# Tutorial 2.2: Basic Probability using Python

This notebook was largely adapted from The Dark Art of Coding ([Github](https://github.com/chalmerlowe)). 

# Main objectives
---

You will be able to:

* Understand how to calculate probabilities of independent events
* Explore probabilities using Venn diagrams
* Explore probabilities using Probability Trees




# Calculating the probability of an event
---

There are lots of definitions of probability... let's use one found in **Statistics in a Nutshell** (Sarah Boslaugh):

*"... probability tells us how often something is likely to occur when an experiment is repeated..."*


## Definitions

To get started, let's put together some additional definitions:

### Trials (or experiments or observations)

A **trial** is an event whose outcome is unknown

Trials can be very simple OR extremely complex:

* simple as flipping a coin or rolling a dice
* complex as determining whether someone with a low birth weight is gonna graduate college 22 years later

### Sample space

The **sample space**, often signified by an `S` is a set of **all possible outcomes** of a trial.

Thus, if our trial is a single roll of a six-sided die, then the sample space will be:

`S = {1, 2, 3, 4, 5, 6}`

AND if our trial is choosing a coin from a bag, then the sample space might be:

`S = {quarter, dime, nickel, penny}`


### Events

An **Event** specifies the outcome of a trial. Events can be the outcome of a single trial OR a set of outcomes.

Events are often designated with an `E`.

For example, if we roll a die and want to specify our event to be that we get a one (1), then our event might be defined:

`E = {1}`

Similarly, if we want to specify our event to be that we get an even number, then our event might be defined:

`E = {2, 4, 6}`

### Calculating a probability

To calculate a simple probability of an event, labeled `P(E)`, we divide the number of ways of getting the event, `n(E)` by the number of elements in the sample space, `n(S)`.

$\Large P(E) = \frac{n(E)}{n(S)}$

For example, if we calculate the probability of rolling a `1` on a six sided die...

```
E = {1}
S = {1, 2, 3, 4, 5, 6}


n(E) = 1      # number of ways to get the event
n(S) = 6      # number of elements in the sample space

P(E) = 1 / 6
```

### Using python to calculate some probabilities

Let's start with a simple function that allows us to calculate a simple probability of getting a `1` when we roll a six-sided die.

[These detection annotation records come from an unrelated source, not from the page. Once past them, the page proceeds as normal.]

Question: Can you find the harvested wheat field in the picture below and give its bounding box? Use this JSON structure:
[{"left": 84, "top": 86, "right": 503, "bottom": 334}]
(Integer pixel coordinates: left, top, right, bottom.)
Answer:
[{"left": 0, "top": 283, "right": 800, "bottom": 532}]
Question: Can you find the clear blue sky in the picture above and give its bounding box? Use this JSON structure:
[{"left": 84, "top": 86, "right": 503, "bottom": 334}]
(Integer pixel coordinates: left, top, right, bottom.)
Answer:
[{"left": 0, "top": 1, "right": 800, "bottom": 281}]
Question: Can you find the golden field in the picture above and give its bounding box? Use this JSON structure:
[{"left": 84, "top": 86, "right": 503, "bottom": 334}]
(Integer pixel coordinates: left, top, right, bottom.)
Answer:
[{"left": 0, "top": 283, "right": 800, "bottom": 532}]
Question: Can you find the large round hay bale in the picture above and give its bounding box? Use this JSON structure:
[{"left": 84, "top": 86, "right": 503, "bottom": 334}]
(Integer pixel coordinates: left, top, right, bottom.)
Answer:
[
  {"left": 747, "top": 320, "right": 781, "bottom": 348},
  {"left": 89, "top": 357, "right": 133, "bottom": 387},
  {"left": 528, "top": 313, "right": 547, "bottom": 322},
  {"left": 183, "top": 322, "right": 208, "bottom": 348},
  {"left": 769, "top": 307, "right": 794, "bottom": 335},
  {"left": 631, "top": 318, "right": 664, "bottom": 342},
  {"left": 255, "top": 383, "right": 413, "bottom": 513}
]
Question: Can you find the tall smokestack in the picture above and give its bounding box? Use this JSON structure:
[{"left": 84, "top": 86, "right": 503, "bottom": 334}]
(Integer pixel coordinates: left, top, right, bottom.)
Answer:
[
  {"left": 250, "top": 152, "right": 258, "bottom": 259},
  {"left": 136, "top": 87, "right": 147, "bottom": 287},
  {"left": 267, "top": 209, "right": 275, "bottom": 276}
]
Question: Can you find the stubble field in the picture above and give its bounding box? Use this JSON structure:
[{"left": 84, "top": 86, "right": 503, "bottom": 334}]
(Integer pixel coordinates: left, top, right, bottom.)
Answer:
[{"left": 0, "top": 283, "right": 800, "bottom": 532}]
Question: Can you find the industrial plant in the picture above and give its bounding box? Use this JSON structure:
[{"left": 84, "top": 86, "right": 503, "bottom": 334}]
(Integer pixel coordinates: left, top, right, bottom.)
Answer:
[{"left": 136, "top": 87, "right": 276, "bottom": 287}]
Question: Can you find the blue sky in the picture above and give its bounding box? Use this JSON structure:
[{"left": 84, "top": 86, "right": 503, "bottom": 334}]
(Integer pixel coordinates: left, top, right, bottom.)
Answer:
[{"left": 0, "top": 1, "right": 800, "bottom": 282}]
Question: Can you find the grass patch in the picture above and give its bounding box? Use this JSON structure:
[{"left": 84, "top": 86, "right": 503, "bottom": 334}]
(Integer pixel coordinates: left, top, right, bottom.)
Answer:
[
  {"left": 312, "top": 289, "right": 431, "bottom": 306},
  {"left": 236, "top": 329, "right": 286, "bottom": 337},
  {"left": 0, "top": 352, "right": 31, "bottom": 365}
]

NOTE: in the gaming community, die are often referred to with the prefix `d` and the number of sides:
* d6 for a six-sided die
* d8 for an eight-sided die
* etc

In [36]:
def one_on_a_d6():
    '''Return the probability of rolling a 1 on a d6'''
    
    return 1 / 6

In [37]:
one_on_a_d6()

0.16666666666666666

As you can imagine, this is pretty limited. So let's put together a function that is a bit more capable.

In [51]:
def probability(sample_size, event):
    '''Return the probability of an event given the event and the sample size.
    NOTE: the event can only be composed of a single element.'''
    
    count = 1
    return count / sample_size

Presuming that our event is to roll a `4` on a six-sided die...

In [39]:
probability(sample_size=6, event=4)

0.16666666666666666

The astute observer would notice that... `event` didn't really do anything in our function, since we were focused on the probability of only one event occurring.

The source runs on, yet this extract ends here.